After his largely stylistic victory in the presidential debate on foreign policy, John Kerry inadvertently reminded Americans of an imminent domestic threat to our system of government.
According to the Chicago Tribune, a pumped up Kerry told a post-debate rally in Miami: “I’ll tell you, if you just needed three words of motivation, you want ’em? The…Supreme…Court.”
Truer words were never spoken. The issue of the Supreme Court ought to drive everyone who believes this nation ought to be governed by the Constitution as it was written and ratified to go to the polls November 2–to defeat John Kerry.
If Kerry is elected, constitutionalists will almost certainly lose the court for another generation. Liberal activists are likely to secure super-majority control of what is now the most powerful branch of the federal government. An opportunity that advocates of limited government have worked three decades to bring about–a chance to finally curb the abuses of a power-hungry high court–will be squandered.
“All reliable sources indicate that there will be between one and three retirements [among the justices] over the next four years, so everything we’ve seen happen for this first term for [President] Bush has been the warm-up round for the Supreme Court,” Republican Sen. John Cornyn of Texas, a member of the Judiciary Committee, told the Washington Times this week.

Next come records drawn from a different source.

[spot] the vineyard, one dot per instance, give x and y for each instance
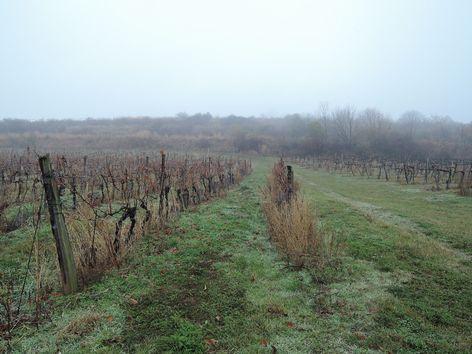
(448, 175)
(180, 253)
(99, 206)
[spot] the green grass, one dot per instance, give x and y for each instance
(216, 284)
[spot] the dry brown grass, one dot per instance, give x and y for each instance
(92, 241)
(293, 226)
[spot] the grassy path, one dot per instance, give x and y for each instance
(215, 284)
(408, 251)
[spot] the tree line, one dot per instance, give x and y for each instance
(364, 133)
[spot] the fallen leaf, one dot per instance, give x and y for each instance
(211, 341)
(360, 335)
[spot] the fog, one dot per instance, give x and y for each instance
(263, 58)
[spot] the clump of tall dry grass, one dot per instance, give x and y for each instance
(292, 224)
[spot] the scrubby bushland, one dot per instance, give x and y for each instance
(292, 225)
(366, 133)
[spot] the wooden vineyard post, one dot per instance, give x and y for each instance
(161, 186)
(290, 182)
(58, 226)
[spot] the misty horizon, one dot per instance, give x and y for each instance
(265, 58)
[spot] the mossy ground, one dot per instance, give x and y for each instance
(216, 284)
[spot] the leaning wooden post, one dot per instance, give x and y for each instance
(59, 229)
(290, 182)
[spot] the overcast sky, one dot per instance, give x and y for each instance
(97, 58)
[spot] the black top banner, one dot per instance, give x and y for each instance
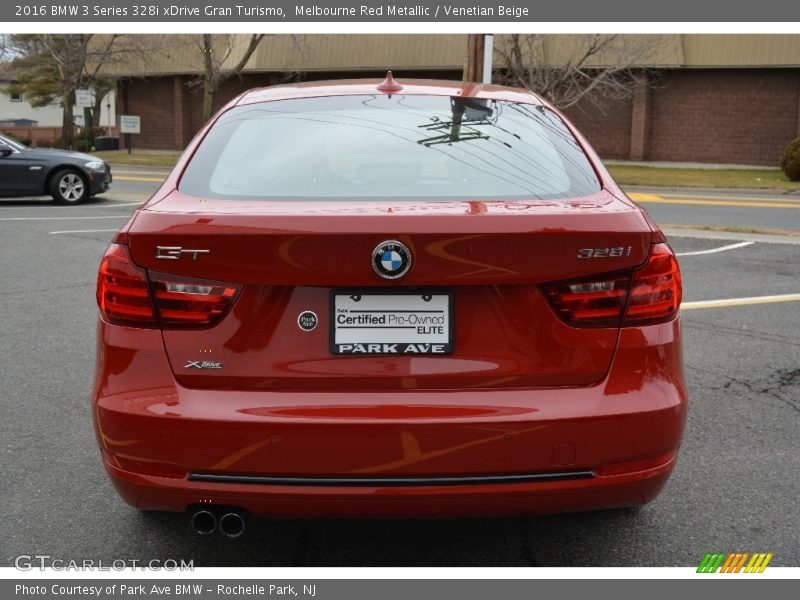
(454, 11)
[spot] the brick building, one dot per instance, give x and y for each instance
(704, 98)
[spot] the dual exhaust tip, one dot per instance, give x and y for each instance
(230, 524)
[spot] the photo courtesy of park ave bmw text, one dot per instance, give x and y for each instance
(353, 284)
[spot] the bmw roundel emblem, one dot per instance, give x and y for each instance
(391, 259)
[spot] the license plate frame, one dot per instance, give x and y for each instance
(376, 337)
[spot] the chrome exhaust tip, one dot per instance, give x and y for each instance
(204, 522)
(231, 524)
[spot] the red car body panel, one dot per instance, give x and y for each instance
(529, 415)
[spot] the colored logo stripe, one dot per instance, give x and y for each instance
(733, 562)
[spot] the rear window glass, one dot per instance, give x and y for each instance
(368, 147)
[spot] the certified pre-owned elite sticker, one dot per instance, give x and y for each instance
(391, 259)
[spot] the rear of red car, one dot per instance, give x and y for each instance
(432, 303)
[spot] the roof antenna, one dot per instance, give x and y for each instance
(389, 84)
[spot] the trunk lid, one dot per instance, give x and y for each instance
(289, 256)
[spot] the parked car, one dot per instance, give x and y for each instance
(382, 299)
(69, 177)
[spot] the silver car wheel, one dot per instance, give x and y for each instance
(71, 187)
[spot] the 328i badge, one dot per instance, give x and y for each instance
(429, 299)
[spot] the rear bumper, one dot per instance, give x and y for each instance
(624, 432)
(630, 489)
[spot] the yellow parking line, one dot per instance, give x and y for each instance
(740, 301)
(129, 178)
(656, 199)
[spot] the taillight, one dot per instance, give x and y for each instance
(656, 288)
(652, 294)
(126, 296)
(186, 302)
(122, 293)
(590, 303)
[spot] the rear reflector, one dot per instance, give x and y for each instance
(652, 294)
(126, 297)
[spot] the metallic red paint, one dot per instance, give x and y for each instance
(516, 399)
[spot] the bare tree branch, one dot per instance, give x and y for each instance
(588, 67)
(216, 51)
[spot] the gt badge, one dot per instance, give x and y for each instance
(391, 259)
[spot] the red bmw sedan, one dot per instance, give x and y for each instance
(361, 299)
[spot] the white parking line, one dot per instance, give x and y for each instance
(740, 301)
(82, 231)
(713, 250)
(62, 218)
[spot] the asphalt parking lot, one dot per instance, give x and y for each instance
(735, 487)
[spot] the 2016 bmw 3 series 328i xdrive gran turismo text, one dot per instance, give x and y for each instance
(359, 298)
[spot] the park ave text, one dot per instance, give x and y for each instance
(169, 589)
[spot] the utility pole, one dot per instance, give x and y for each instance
(478, 62)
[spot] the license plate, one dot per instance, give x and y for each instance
(391, 322)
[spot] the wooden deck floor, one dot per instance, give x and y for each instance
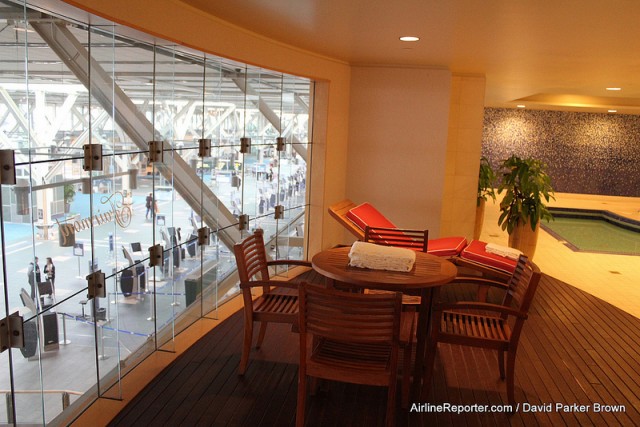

But Cornyn may have underestimated the number of potential retirees. Justice J.P. Stevens, a liberal appointed by President Ford, is 84. Chief Justice William Rehnquist, a conservative first appointed by President Nixon and then elevated to chief justice by President Reagan, just turned 80. Sandra Day O’Connor, a Reagan appointee who often votes with the liberals, is 74. Ruth Bader Ginsburg, a Clinton appointee who anchors the Court’s left, is 71.
At 56, conservative Clarence Thomas is the only justice under 65.
This court–whose members have not changed in a decade–is narrowly divided on issues that cut to the core of American culture. Since January 2000, it has voted 5 to 4 to overturn an act of Congress designed to protect children from pornography on cable TV, to prevent New Jersey from forcing the Boy Scouts to have gay Scoutmasters, to declare a Nebraska ban on partial-birth abortion a violation of the “right” to privacy, to rule that public funds can be used for tuition vouchers at religious schools, to back the University of Michigan law school in using race as a factor in admissions, and to allow the government to restrict freedom of political speech before elections.
Last year, the court voted 6 to 3 that same-sex sodomy is a “right.” This year, it voted 5 to 3 not to decide–for now–whether public school children can say “under God” in the Pledge of Allegiance.
Our moral culture hangs by a single vote in this divided court. But so, too, does our political culture. It is not only what will be decided, but who will do the deciding.
Will Americans make their own laws and decide their own destiny through the ballot box? Or will arrogant, un-elected, liberal judges do it for them?
Kerry is for government by un-elected liberal judges. His record is uncharacteristically consistent here. He has flip-flopped only once on Supreme Court justices.
As a freshman senator representing a state with a large Italian-American population, Kerry joined a unanimous vote to confirm Antonin Scalia, the first Italian-American ever nominated to the Supreme Court. But on May 19 of this year, Kerry told the Associated Press he regrets supporting Scalia. “If you’re looking for me to admit that I made a mistake in my years in the Senate, there you go–there’s one,” he said.
Meanwhile, Kerry voted against confirming Rehnquist as chief justice, and against confirming Robert Bork and Clarence Thomas as associate justices. More recently, he even voted to block up-or-down votes on Texas Supreme Court Justice Priscilla Owen and Miguel Estrada, constitutionalists whom President Bush nominated as federal appeals judges.
“I believe that a woman’s right to choose is a constitutional right,” Kerry said in May. “I will not appoint anyone to the Supreme Court who will undo that right.”
What that litmus test really means is that Kerry wants justices who embrace the two unstated premises of Roe v. Wade: That the Supreme Court can act as a national legislature that can never be vetoed, and that when it does it must advance the liberal agenda.
Elect Kerry and that liberal agenda will keep advancing not only for the next four years, and not only when it can muster a narrow majority on a divided court, but for as long as the justices that Kerry appoints serve out their lifelong terms.